Project Summary:
Epilepsy is a prevalent neurological disorder affecting over 45.9 million people globally. Epilepsy is one of the top-ten neurological conditions with significant disability-adjusted life years in North America. The CDC's report in 2015 estimates that 59,600 people in Wisconsin have active epilepsy, including 7,900 children and 51,700 adults. In 2019, the per-patient annual cost of epilepsy in the U.S. was significantly higher than for non-epilepsy patients, with direct costs of $9,984.04 and indirect costs of $5,924.50. About 20-30% of patients with epilepsy become refractory to antiseizure medications, often known as intractable epilepsy. Predicting treatment outcomes and choosing effective medications for epilepsy is difficult due to the lack of reliable biomarkers. In the U.S., studies show that uncontrolled seizures lead to complications, sudden death, and a significant economic burden that is two-to-eight times that of well-controlled epilepsy. In addition, refractory epilepsy also has a significant negative effect on development.

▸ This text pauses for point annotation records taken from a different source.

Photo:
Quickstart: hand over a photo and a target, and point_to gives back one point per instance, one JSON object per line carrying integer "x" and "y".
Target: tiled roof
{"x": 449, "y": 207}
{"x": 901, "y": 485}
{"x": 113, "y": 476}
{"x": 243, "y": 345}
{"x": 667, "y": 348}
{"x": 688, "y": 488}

Recent neuroimaging focuses on network-level brain mechanisms, using graph theory and diffusion-weighted MRI to map white matter pathways and create structural connectomes. These advances offer deeper insights into epilepsy by enhancing understanding of brain connectivity and related network disruptions. Although MRI is widely used to evaluate epilepsy, its full potential is often overlooked, especially with the analysis of advanced sequences like diffusion-weighted imaging for tractography and structural connectivity analysis. This underutilization misses a crucial opportunity to leverage clinically acquired imaging data for more precise clinical decision-making. Further, recent advancements in machine learning have significantly improved neuroimaging analysis, yet most applications in epilepsy remain limited and focused on adult patients.
Pediatric patients, with their developing brains and a wide variety of epilepsy syndromes, present neuroradiology challenges that require unique structural connectivity analysis approaches for accurate diagnosis, treatment prediction, and understanding of cognitive comorbidities.

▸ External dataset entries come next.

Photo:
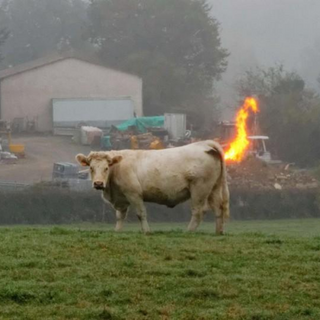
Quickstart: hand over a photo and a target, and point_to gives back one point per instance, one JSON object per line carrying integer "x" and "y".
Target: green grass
{"x": 258, "y": 271}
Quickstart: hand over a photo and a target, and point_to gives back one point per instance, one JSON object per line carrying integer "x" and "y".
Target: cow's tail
{"x": 221, "y": 189}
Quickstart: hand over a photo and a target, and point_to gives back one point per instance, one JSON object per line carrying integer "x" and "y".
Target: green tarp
{"x": 142, "y": 123}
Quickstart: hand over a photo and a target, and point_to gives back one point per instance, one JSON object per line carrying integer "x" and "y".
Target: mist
{"x": 264, "y": 33}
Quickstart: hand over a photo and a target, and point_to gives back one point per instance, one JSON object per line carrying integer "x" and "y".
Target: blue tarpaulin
{"x": 142, "y": 123}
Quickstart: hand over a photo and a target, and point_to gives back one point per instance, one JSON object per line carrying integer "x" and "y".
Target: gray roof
{"x": 50, "y": 59}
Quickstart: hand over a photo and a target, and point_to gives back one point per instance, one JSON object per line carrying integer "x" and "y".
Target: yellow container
{"x": 17, "y": 148}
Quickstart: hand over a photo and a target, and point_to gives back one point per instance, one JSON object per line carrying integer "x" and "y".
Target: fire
{"x": 238, "y": 147}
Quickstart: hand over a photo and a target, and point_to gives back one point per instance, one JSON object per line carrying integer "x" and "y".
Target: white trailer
{"x": 68, "y": 114}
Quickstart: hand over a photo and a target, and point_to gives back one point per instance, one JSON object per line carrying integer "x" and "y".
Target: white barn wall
{"x": 29, "y": 94}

This project aims to improve epilepsy care by integrating advanced neuroimaging with machine learning to provide more precise diagnostic and treatment strategies, particularly for pediatric patients. By examining a large MRI scan dataset of 800 pediatric epilepsy patients across different age groups treated at Children’s Wisconsin (2010-2023) and 600 normal scans from the Human Connectome Project, the study seeks to identify distinct structural connectivity patterns that predict generalized vs. focal epilepsy and intractable vs. non-intractable cases.

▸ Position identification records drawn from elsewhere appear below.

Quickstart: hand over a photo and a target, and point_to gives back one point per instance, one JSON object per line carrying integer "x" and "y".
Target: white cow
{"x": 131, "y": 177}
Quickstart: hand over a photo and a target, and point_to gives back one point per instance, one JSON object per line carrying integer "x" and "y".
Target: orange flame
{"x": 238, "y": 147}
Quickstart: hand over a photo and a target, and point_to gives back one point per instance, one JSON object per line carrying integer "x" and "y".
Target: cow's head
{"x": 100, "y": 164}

Findings from this study will help radiologists and neurologists to make better-informed decisions by improving imaging interpretation. While benefiting patients in Wisconsin, it also offers global applicability, providing a model for enhancing epilepsy management worldwide, particularly by addressing the unique needs of pediatric patients and advancing personalized epilepsy care.
This approach could be expanded to other neurological conditions, such as genetic disorders and autism, enhancing the research's impact and generating pilot data for future federally funded studies.